TEMPO.CO, Jakarta – Direktur Eksekutif Algoritma Research and Consulting Aditya Perdana mengatakan banyaknya calon tunggal pada pemilihan kepala daerah atau Pilkada 2024 karena biaya untuk menjadi kepala daerah tinggi. Bahkan, kata dia, untuk tingkat kota/kabupaten biayanya ada yang tembus Rp1 triliun.
Pada Pilkada tahun 2020 ada yang menghabiskan cost (biaya) politik hingga Rp1 triliun, dan itu masih di tingkat kota/kabupaten,” kata Aditya ketika menjadi narasumber pada diskusi daring yang dipantau di Jakarta pada Kamis, 5 September 2024.
Dia menyebutkan banyaknya calon tunggal pada Pilkada 2024 memang sudah dapat diprediksi. Apalagi, sebelum adanya putusan Mahkamah Konstitusi (MK) yang mengubah ambang batas pencalonan kepala daerah.
Aditya mengatakan, sebelum adanya putusan MK, diprediksi calon tunggal bisa mencapai 150 daerah, tetapi hal itu tidak terjadi dan ini menjadi sebuah keniscayaan bagi demokrasi Indonesia.
Dia menjelaskan maraknya calon tunggal ini disebabkan oleh sejumlah faktor. Namun yang paling utama adalah biaya politik tinggi, sehingga ketika ada calon petahana maka banyak yang tidak berani melawannya.
Pilihan kotak kosong lebih cenderung di daerah yang petahana kuat dan dominan, sangat berpotensi, sehingga tidak ada lawan yang berani. Kenapa tidak berani, karena biaya politik yang relatif tinggi,” tuturnya.
Pengajar Ilmu Politik Universitas Indonesia ini mengatakan biaya yang tinggi itu membuat bakal calon kepala daerah ragu untuk ikut bersaing dalam kontestasi politik lima tahunan itu.
Jadi artinya, ketika cost tinggi, maka banyak calon ragu untuk mencalonkan diri, terutama menyangkut peluang yang belum tentu didapat, sehingga partai politik akan merapat ke calon yang mempunyai peluang menang besar.

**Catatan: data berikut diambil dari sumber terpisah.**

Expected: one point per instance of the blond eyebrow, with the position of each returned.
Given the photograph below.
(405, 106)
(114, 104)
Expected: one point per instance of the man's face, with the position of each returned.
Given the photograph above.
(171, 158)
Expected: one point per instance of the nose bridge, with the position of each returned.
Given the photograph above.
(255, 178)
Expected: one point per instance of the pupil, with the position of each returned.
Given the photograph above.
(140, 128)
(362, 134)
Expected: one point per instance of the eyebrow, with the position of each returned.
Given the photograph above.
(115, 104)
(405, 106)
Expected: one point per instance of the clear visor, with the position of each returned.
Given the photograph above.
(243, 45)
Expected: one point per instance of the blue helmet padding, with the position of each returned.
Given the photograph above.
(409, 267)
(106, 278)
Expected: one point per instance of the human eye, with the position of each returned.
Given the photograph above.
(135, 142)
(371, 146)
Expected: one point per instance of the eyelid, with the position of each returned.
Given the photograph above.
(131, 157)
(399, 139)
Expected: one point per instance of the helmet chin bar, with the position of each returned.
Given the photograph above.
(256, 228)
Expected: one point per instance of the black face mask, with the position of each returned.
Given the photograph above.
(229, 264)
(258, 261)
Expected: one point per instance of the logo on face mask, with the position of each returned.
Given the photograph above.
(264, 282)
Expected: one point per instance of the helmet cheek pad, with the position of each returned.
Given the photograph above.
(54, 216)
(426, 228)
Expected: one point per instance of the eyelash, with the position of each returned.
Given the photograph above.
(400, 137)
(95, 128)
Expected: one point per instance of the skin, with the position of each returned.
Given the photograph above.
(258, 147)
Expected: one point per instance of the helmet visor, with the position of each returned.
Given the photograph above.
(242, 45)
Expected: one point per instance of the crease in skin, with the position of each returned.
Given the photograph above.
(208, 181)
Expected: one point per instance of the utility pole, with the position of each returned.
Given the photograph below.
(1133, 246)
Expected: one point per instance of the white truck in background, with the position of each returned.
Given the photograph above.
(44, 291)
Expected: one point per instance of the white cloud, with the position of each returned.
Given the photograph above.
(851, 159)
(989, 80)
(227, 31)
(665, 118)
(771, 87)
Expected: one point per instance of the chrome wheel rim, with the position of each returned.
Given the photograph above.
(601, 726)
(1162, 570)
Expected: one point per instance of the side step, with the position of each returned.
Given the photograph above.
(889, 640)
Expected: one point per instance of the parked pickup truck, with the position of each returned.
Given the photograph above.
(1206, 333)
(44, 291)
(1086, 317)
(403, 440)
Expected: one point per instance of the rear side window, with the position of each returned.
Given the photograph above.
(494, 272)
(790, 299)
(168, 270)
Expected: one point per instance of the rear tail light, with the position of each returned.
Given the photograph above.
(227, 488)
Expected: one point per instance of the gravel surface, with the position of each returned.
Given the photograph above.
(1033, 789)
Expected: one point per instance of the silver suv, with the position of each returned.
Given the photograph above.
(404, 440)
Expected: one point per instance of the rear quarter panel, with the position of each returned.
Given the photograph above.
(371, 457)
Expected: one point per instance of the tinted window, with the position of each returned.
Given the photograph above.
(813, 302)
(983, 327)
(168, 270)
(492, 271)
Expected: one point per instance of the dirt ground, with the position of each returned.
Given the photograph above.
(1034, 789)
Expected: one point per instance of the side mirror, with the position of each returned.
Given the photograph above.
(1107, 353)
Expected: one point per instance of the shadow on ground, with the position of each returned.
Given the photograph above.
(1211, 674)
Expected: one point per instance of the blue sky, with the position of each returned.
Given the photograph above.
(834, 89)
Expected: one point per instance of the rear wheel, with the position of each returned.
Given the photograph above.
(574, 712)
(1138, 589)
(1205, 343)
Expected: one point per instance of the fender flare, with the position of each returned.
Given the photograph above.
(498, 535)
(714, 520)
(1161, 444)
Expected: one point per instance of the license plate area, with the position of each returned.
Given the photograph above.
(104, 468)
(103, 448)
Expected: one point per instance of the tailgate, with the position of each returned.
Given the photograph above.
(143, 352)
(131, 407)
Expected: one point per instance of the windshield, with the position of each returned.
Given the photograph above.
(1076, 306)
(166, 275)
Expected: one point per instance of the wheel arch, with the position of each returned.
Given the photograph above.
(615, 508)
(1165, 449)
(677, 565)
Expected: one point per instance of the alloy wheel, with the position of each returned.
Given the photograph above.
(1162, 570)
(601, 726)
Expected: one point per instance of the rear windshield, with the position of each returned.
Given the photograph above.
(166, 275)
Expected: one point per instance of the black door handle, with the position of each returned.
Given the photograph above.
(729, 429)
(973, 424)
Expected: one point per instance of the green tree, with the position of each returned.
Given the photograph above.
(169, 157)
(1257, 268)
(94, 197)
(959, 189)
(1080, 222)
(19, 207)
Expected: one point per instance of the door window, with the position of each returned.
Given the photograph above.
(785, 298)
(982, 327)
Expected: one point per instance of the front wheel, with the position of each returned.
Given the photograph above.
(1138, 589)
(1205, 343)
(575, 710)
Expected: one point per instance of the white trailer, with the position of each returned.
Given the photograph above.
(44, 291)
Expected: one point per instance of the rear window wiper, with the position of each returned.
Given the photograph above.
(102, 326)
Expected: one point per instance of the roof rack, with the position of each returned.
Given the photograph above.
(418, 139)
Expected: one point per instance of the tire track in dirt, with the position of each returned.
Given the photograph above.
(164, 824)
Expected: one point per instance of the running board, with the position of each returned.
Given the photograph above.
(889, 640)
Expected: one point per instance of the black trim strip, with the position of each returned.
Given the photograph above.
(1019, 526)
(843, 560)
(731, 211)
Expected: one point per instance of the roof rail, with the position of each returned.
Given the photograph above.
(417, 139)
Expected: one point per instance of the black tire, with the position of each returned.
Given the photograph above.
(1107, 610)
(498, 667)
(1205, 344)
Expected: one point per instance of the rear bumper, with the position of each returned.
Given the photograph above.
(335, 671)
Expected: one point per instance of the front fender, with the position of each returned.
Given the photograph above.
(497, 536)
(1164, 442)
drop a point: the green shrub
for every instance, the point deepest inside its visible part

Hanya sebatas peluang menang atau tidak,” ujarnya.
Sebelumnya, Ketua Divisi Teknis Komisi Pemilihan Umum (KPU) RI Idham Holik mengatakan terdapat dua daerah yang kini memiliki dua pasangan calon setelah masa perpanjangan pendaftaran calon kepala daerah Pilkada 2024 berakhir.